I took my cue that evening from Dr Carter. If he could be an eccentric bachelor, I could be an eccentric widow. We might have an eccentric partnership. Or not, as the case might be. Caroline had obviously thought he might ‘do’ for me, and although this was ridiculous it was nice to be included in people’s thoughts, after my long exile. For the first time in what seemed like years I felt as though I were among people who approved of me. It even became apparent that Caroline was offering me as a sort of attraction, for after dinner, as we sat in the drawing-room, she encouraged me to tell the others of my early days, and of life at the BBC in the stringent years after the war. None of them remembered me, of course; they were that little bit too young, even though they looked prosperous and substantial enough to be my age, yet women’s liberation and a mistaken nostalgia for the war years had made me an object of some interest. ‘I never thought of myself as a feminist,’ I said, to an enthralled Alison Finlay, ‘but I earned my own money from the age of seventeen and gave some of it to my mother. You see, it was Mother who saw to it that I had a good training, and so I really owed it all to her
. My father would have approved, whatever I did. There was none of that antagonism between the sexes that there seems to be now. Even women don’t get along with each other as well as they might. But we were all friends then, quite shy and trusting by contemporary standards. I never had the slightest difficulty, although I went out into the world so young. Everyone looked after me.’
‘How interesting,’ said Louisa Cope. ‘But why did you give it up? It sounds delightful.’
‘I married,’ I said. ‘And I thought it right to be a full-time married woman. That’s where my age tells. No woman today would give up her career in that particular way.

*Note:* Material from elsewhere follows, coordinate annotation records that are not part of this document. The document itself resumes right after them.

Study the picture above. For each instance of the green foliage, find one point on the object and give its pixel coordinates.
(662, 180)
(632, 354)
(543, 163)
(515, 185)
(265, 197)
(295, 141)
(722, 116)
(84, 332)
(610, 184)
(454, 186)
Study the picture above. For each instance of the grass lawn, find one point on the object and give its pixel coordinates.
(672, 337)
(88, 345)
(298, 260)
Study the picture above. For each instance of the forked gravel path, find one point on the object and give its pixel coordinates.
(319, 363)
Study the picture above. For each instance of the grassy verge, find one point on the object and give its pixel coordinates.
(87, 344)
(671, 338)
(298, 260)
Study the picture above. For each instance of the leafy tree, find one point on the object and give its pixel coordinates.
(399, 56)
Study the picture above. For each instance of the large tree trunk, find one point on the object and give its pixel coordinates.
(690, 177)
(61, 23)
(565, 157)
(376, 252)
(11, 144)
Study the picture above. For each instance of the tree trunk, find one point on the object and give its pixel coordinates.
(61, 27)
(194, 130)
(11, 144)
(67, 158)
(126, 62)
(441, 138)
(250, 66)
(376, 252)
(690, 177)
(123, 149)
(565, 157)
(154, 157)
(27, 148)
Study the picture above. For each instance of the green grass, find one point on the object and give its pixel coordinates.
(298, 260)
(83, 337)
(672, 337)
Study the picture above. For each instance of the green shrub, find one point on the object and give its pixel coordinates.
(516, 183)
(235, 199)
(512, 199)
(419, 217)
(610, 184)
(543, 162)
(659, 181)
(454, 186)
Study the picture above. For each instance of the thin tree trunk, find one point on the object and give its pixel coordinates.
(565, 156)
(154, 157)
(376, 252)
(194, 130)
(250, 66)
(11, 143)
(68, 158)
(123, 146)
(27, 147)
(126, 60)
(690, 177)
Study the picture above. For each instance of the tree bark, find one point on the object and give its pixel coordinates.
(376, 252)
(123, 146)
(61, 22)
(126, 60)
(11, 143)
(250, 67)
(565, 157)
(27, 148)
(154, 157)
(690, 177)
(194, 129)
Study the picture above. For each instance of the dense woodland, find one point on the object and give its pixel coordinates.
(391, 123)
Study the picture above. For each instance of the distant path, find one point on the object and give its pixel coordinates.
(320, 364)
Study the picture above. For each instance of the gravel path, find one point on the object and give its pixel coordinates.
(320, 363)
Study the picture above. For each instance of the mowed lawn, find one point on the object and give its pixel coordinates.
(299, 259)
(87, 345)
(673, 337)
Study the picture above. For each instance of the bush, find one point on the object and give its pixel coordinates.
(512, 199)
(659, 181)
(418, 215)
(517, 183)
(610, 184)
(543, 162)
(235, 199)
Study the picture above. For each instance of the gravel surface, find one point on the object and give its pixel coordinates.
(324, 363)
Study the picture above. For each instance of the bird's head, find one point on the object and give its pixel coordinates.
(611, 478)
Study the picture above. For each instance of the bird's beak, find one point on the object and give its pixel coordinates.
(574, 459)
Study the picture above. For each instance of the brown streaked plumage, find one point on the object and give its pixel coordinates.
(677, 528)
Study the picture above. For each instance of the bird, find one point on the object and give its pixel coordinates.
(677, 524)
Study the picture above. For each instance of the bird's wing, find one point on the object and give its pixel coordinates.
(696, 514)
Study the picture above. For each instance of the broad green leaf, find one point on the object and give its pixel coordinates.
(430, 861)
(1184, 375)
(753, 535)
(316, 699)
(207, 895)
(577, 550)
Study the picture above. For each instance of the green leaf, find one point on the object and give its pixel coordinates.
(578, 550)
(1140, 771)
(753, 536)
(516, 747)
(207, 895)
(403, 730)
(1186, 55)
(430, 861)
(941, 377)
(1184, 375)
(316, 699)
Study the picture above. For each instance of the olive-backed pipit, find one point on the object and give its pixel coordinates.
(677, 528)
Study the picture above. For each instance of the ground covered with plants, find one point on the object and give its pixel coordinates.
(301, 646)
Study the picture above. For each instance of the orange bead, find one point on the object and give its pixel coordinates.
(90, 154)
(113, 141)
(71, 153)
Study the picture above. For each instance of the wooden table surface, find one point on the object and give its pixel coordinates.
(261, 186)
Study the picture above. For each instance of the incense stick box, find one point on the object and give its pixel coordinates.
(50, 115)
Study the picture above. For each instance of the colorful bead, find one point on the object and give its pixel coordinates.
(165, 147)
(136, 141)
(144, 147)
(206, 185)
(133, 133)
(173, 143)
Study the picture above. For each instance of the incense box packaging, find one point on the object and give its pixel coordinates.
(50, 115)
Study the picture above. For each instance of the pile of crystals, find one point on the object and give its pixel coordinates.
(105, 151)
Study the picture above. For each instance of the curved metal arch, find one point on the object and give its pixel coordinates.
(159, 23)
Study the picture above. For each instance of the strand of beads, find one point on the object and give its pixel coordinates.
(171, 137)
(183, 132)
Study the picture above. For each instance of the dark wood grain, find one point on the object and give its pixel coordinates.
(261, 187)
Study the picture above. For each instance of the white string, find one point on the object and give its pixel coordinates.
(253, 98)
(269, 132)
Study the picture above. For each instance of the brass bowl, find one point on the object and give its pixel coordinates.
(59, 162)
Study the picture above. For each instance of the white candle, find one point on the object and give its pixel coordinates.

But I couldn’t have managed both, and I didn’t think it right to try. The thought simply didn’t occur to me.’
‘She had a lovely voice,’ said Dr Carter, from what seemed to me a remote part of the room. ‘But the songs were lugubrious.’
‘But you see we were far more sentimental in those days, far less inhibited about feeling, although we were shy. We used those songs to do our courting with: they were about longing and loyalty, very big feelings that simple people can’t bring themselves to name. And the war made them that much more important.’
I felt flushed, confident. No one had ever asked me about my career before, not Owen, not Charlie. To be in the company of someone who had heard me sing was a deep pleasure for me. And Caroline was pleased with me too, for entertaining her guests in this novel way. I was a relic to them, almost a celebrity. It somehow pleased them, I sensed, that I was now an elderly lady and yet still presentable. Caroline kissed me warmly as I left, and said, ‘You must come again soon, Fay. You’ve been a tremendous hit.’ I said, and I meant it, ‘It was one of the nicest evenings I can remember. I’ll telephone you tomorrow, dear. Thank you so much.’